A £6.1 billion contract for the management and decommissioning of 12 nuclear reactor sites across the UK has been scrapped over flaws to how the work was awarded.
The Nuclear Decommissioning Authority (NDA) awarded the 14-year deal to Cavendish Fluor Partnership (CFP) in September 2014, which involved the decommissioning of 12 redundant Magnox sites, including two research sites.
However, Energy Secretary Greg Clark has revealed today, 27 March, that the multi-billion contract is now being pulled as there is a "significant mismatch between the work that was specified in the contract as tendered in 2012 and awarded in 2014, and the work that actually needs to be done".
The Cavendish Fluor Partnership is a joint venture (JV) between British firm Cavendish Nuclear, a subsidiary of Babcock International, and the US company Fluor Inc.
In addition, the NDA has agreed to settle nearly £100m of outstanding litigation claims against it by Energy Solutions and Bechtel, in relation to the 2014 Magnox contract award.

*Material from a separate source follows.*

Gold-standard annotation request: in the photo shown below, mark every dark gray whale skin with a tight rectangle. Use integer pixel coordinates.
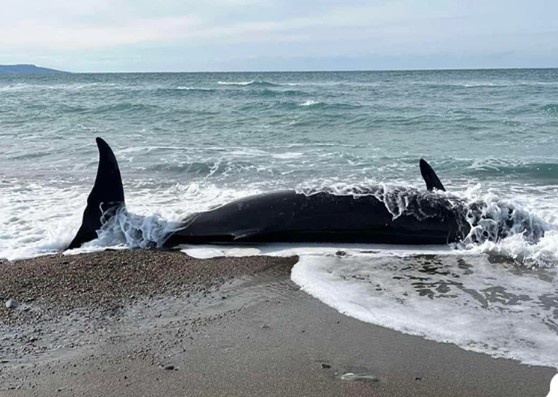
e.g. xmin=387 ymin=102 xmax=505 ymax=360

An inquiry is also to be held into the conduct of the 2012 procurement process and the reasons why the 2014 contract proved unsustainable.

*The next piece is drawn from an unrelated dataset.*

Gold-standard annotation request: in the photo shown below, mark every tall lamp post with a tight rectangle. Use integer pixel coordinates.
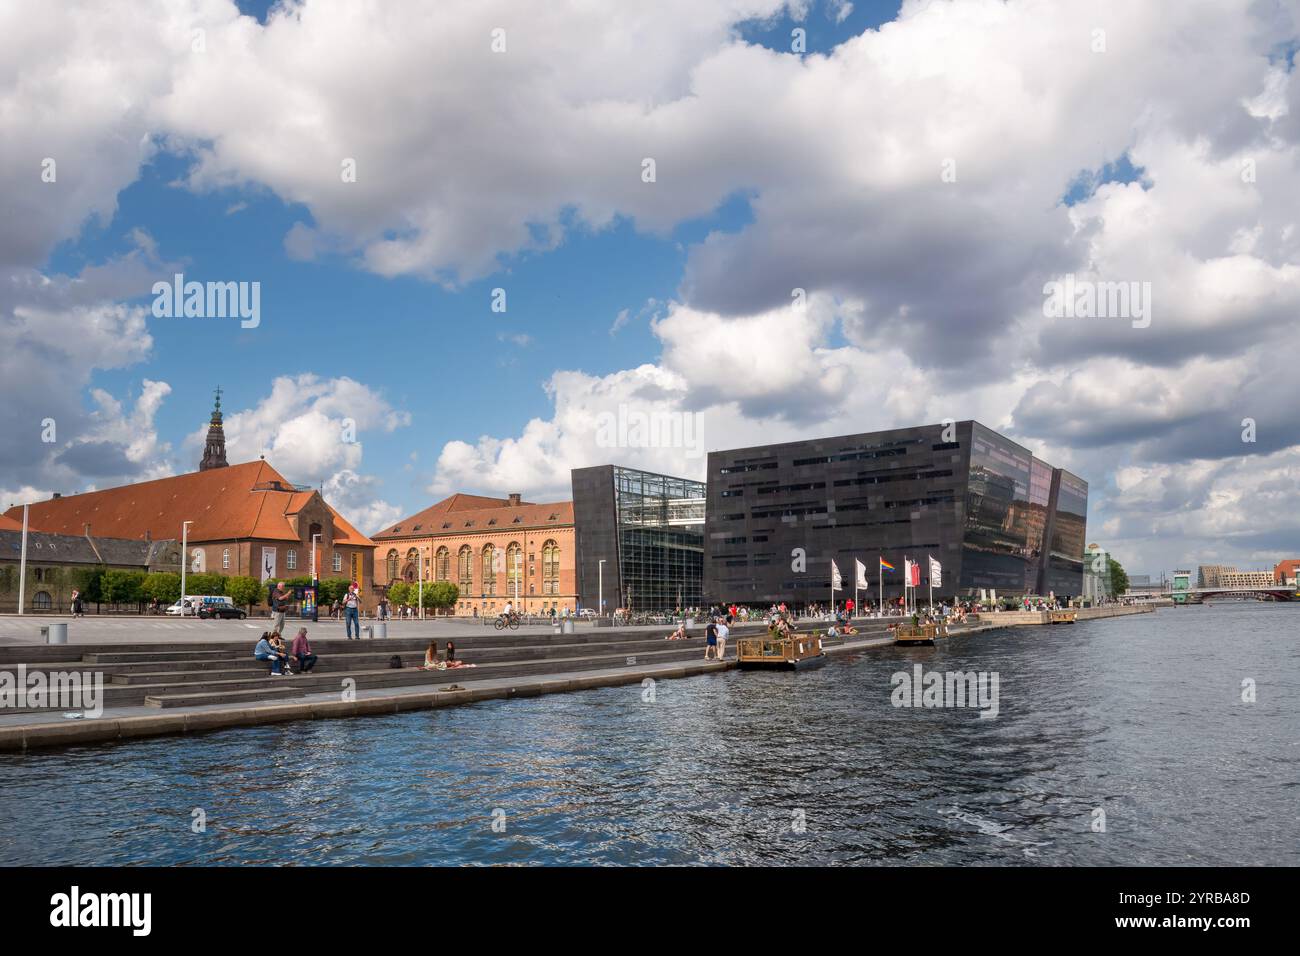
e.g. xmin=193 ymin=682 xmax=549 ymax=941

In a statement today, Babcock said: "Babcock today confirmed that the Cavendish Fluor Partnership (CFP), in which the Group has a 65% stake, has come to a mutual agreement with the UK's Nuclear Decommissioning Authority (NDA) to bring to an end the Magnox decommissioning contract at the end of August 2019, having operated the contract for a full five years.
"Following the detailed contract Consolidation phase, it has become apparent that the work that needs to be done at the 12 Magnox sites is now materially different in volume from that specified in the NDA's tender, and this puts the contract at risk of a legal challenge. Last year a High Court judge ruled against the NDA in respect of its award of the Magnox contract."
In a written ministerial statement, Mr Clark said: "Dealing safely with the UK's nuclear legacy is fundamental and non-negotiable. It is important to emphasise that this termination is no reflection on the performance of Cavendish Nuclear or Fluor, and work on decommissioning at all the sites will continue with the management of CFP for a further 2 and a half years.
"During this period, the NDA will establish arrangements for a replacement contracting structure to be put in place when the current contract ends."
NDA Chief Executive Officer, David Peattie, said: "Terminating is no reflection on CFP as performance on the sites under its ownership has been strong. Making progress on the ground and keeping our sites safe and secure remain our collective priorities. I would like to thank CFP for its ongoing commitment, as we transition to new arrangements."
Mr Clark concluded: "This was a defective procurement, with significant financial consequences, and I am determined that the reasons for it should be exposed and understood; that those responsible should properly be held to account; and that it should never happen again."